“And as they came out, they found a man of Cyrene, Simon by name:
him they compelled to bear his cross.”
Simon of Cyrene was at the end of a gruelling journey from North Africa to celebrate the Passover in Jerusalem. Perhaps he had been resident in the Holy City for a few days and business took him beyond the walls into the country on the eve of the Passover. Perhaps he had been delayed in his journey only arriving at Jerusalem a few hours before the sacred festivities began.
But whatever Simon’s circumstances, he reached the gate of the old city just as a rather cruel and barbaric procession was exiting. He could hear the shouts and the obscenities of the soldiers and he could see the beleaguered victims, crosses upon their backs being forced through the narrow streets towards the gate and upwards to Calvary.
He reached the gate just as three condemned men were being pushed through the opening. Just then one of the men staggered. It was obvious his blood loss was considerable. His back bore the deep cuts inflicted by the lictor’s whip that morning. His face was pummelled and bruised. His brow has been pierced by something sharp; Simon didn’t know it then but we know that these were the marks of the crown of thorns. The man could go no further with such a cruel weight pressing upon the torn and the raw flesh.
A rough arm hauled Simon from the crowd, the cross was laid upon his back and suddenly this unassuming bystander was given a prominent place as an eye witness of the greatest event in world history.
Simon turned his head and he saw His eyes.
Eyes filled with pain and pity, eyes that were clear and kind and true.
How could Simon not have been moved as he carried the burden of the cross and walked step by step up Calvary with the Saviour of the World?
As the execution place was reached Simon was pushed roughly back into the crowd.
He was there when they crucified my Lord.
He heard the dull blow of the hammer swung low as they nailed my Lord to the tree.
He watched as the cross was raised up, exposing the Son of God to the laughter and mockery of the callous crowd.
But as Simon watched the horrific drama unfold he did so as the man who carried the cross of Jesus.
Chance encounters do not happen. God works to an orderly plan. Simon was placed at the gate on that eventful morning because he was chosen to bear the cross. He was chosen to be identified with Jesus Christ in His greatest agony.
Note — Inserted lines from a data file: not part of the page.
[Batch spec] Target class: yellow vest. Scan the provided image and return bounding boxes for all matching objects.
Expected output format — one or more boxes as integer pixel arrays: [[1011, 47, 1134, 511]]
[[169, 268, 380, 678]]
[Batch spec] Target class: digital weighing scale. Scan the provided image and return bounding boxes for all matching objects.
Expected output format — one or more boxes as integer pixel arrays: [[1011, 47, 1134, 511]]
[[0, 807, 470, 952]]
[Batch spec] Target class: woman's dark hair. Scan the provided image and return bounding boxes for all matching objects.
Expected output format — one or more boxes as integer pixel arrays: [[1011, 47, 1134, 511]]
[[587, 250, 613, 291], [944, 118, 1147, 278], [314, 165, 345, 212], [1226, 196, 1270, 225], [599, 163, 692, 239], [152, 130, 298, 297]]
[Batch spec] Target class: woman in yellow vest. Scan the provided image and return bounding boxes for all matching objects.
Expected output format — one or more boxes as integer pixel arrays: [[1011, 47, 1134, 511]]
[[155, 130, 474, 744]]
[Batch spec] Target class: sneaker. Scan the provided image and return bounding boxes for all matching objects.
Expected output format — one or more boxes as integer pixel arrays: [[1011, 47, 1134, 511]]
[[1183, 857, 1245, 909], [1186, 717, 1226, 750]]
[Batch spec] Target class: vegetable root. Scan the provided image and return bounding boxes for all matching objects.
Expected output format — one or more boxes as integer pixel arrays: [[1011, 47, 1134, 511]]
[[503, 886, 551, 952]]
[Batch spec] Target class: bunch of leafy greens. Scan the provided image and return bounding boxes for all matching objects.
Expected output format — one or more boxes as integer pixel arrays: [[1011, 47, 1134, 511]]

Encounters with Jesus Christ take place today. Sitting in a church service, listening to a radio programme, reading a Gospel tract, being engaged in conversation, experiencing a time of suffering or bereavement or reading this article…Jesus comes and looks on you…And you feel the power of that look…Eyes that suffered for you out of love are fixed on you today.
Your calling is to see His cross as your cross. This is what it means to bear the cross. It is to understand that He died for you, that He took your suffering, your torture and your Hell.
St. Mark, when recording the life of Christ for the believers in Rome many years later referred to Simon of Cyrene as the father of Alexander and Rufus. Obviously the readership in Rome knew Alexander and Rufus as being members of their fellowship; at least I can think of no other reason why Mark would record this detail. This is a comforting indicator that the cross carrier became a follower and he won his boys for Jesus.
He never forgot the encounter at the gate of old Jerusalem and the day he carried the cross.